Elinor Ostrom, winner of the 2009 Nobel Prize in economics. Photo by Holger Motzkau

Elinor Ostrom revolutionized the way that scientists understand the institutional dimensions of sustainable and unsustainable resource management systems. Prior to her work, most people in the civilized world had come to believe that Garrett Hardin's Tragedy of the Commons thesis was a matter of human nature — that people, when left unchecked by government enforcement, will always over harvest resources until they are fully depleted. Ostrom and her colleagues, in a variety of works but most notably the groundbreaking "Covenants with and without a sword," showed that self governance for sustainability is possible, and that the tragedy of the commons, far from being a matter of human nature, is but one of countless possible outcomes. 

Building on this contribution, Ostrom and others set out compiling information on countless examples of successful self-governance over natural resources. One of her operating premises, now called "Ostrom's Law", was that if something works in practice, it must also work in theory. Over the years, she examined what many of these cases had in common, and developed a list of eight design principles for effective self-governance. She and her colleagues also assembled the so-called "Social Ecological Systems (SES) framework", in which many of her ideas are brought together. 

What the Ostrom framework does not offer are explanations for why certain combinations of factors lead to sustainability, while others lead to conflict and the overuse of resources

Without getting into too much detail, the SES framework is descriptive in nature: it provides a vocabulary and a schematic for breaking apart complex natural resource systems into their various functional components (i.e., the users, the resource, the governance system), with a goal of enabling scientists and policymakers to diagnose the circumstances that lead to sustainable or unsustainable outcomes.

What the Ostrom framework does not offer, however, are explanations for why certain combinations of factors lead to sustainability, while others lead to conflict and the overuse of resources. 

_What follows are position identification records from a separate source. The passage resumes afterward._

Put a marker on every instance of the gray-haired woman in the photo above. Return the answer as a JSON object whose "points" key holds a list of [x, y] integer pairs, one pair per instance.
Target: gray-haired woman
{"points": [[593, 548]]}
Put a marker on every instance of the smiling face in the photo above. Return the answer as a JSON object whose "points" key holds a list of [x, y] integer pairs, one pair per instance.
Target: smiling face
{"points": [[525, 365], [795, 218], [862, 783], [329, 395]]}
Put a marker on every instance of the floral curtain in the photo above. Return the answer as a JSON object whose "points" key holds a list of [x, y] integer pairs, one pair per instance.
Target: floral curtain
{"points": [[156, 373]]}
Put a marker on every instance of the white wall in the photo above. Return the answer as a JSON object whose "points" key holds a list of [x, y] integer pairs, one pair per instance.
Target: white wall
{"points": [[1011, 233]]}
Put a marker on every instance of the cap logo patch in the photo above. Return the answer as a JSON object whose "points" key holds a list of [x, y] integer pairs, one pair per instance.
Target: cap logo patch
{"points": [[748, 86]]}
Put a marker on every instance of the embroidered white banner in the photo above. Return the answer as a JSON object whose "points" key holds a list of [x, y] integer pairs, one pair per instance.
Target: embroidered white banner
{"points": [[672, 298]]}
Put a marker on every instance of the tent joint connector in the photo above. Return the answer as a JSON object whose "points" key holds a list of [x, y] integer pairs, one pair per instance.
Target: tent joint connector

This is where Cultural Coexistence Theory comes in. It is a 'middle range' theory, meaning that it connects patterns (e.g., sustainability, conflict) to processes. It builds on the notion of the ecological niche, and ecological relationships (competative, predatory, mutualistic, etc.) that exist among species that have shared or overlapping niches. To make the theory relevant in a social context, it is essential that such matters as agency, values, and adaptation are taken into account. So, in addition to the basic ecological concepts of coexistence theory -- limited similarity, limited competition, and resilience -- Cultural Coexistence Theory also identifies equity, pluralism, and adaptability as being essential to the coexistence of otherwise competing groups of people on a shared landscape. 

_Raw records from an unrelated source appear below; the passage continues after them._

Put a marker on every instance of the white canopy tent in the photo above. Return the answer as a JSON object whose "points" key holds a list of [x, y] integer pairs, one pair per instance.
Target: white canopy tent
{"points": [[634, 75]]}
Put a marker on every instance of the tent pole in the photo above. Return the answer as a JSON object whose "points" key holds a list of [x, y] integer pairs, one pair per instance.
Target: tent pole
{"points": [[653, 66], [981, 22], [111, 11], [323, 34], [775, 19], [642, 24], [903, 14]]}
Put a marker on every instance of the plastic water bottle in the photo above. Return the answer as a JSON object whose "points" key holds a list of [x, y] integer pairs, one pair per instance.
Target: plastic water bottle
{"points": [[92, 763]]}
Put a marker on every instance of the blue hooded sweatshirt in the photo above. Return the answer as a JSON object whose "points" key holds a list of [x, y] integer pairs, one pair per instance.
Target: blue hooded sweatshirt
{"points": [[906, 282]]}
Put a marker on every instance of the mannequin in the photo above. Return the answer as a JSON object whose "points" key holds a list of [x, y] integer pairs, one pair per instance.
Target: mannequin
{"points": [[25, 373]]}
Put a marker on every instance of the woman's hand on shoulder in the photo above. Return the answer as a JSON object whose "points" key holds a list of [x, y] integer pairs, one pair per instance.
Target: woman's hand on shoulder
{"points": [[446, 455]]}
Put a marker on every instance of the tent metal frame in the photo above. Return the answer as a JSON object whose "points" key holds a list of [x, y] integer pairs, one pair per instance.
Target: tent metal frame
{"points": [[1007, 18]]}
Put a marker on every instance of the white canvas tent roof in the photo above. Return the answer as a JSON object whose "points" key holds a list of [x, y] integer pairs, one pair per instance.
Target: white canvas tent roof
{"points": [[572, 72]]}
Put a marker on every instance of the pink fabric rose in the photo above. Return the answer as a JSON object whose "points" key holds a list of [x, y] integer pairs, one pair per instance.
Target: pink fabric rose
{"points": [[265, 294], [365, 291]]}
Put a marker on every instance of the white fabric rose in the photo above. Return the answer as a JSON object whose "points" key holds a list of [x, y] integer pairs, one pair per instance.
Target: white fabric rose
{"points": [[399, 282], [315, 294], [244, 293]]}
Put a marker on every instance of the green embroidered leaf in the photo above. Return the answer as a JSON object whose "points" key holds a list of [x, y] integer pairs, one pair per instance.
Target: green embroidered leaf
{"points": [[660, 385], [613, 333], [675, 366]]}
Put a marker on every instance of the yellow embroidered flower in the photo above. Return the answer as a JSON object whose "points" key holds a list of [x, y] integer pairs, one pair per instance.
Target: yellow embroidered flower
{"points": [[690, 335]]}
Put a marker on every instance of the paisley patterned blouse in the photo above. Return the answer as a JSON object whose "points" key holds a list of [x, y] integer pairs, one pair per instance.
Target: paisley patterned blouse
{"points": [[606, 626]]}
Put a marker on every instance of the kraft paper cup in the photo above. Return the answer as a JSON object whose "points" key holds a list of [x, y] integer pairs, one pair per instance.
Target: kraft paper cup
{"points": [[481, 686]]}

 Hannah Harrison, my former graduate student, and her Uncle Craig. The Harrisons are a fishing family who place much personal value on being fishermen.

Hannah Harrison, my former graduate student, and her Uncle Craig. The Harrisons are a fishing family who place much personal value on being fishermen.

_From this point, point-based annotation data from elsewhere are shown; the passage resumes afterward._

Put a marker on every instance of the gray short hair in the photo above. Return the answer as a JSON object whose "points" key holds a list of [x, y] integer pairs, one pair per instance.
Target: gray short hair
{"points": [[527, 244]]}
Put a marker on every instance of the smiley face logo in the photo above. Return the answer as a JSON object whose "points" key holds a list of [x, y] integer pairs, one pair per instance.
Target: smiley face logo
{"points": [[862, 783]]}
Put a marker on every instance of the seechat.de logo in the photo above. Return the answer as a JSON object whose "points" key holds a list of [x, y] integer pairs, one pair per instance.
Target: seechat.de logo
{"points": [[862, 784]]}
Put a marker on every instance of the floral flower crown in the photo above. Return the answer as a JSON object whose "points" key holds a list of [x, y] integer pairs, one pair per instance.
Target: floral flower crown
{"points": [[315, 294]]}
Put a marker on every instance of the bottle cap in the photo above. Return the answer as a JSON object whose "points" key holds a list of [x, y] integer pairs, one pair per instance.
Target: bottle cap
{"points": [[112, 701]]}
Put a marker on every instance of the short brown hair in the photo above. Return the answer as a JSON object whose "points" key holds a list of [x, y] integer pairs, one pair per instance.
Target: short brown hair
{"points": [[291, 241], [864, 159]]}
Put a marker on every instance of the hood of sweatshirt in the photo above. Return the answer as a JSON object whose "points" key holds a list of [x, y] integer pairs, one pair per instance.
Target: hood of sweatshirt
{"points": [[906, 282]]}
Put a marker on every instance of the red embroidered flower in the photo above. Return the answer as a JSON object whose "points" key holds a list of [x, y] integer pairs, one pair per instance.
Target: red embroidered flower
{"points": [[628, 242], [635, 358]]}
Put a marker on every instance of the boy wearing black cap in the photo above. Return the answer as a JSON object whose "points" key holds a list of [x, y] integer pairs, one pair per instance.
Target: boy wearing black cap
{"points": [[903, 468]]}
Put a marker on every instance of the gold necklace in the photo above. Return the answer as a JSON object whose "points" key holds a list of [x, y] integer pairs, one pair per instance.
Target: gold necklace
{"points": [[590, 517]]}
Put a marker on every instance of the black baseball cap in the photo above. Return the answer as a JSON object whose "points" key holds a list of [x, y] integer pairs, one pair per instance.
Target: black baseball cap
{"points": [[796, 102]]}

There are some limits to the ecological metaphor I am applying to social systems with this proposed theory. Different groups of humans, such as the different groups of fishers discussed in my paper, are not as limited in their options as are different species. People can change their livelihood strategies, wheareas non-human species, generally, are more locked in to a specific set of behavioral strategies. That being said, people often do not want to change how they live; fishers, for example, generally put much value and gain much life satisfaction from fishing. Thus, a normative aspect of Cultural Coexistence Theory is that different ways of life have inherent value, both to the people living these lives and also as a matter of biocultural diversity

As is evident throughout this website, my operating assumption regarding sustainability is that it is an inherently place based challenge: there are no one-size fits all solutions because each place is different in terms of geography, ecology, and culture. What works in one place will not be appropriate elsewhere. What this means is that people who want and need to live in different ways will inevitably come into conflict, though we shouldn't necessarily see that as a bad thing. Conflicts can be essential to ensuring sustainability and justice. They are only problematic if they escalate to the point where people villainize one another or are unable to work together when problems occur. Cultural Coexistence Theory, is my attempt to elaborate this ethic in scientific terms.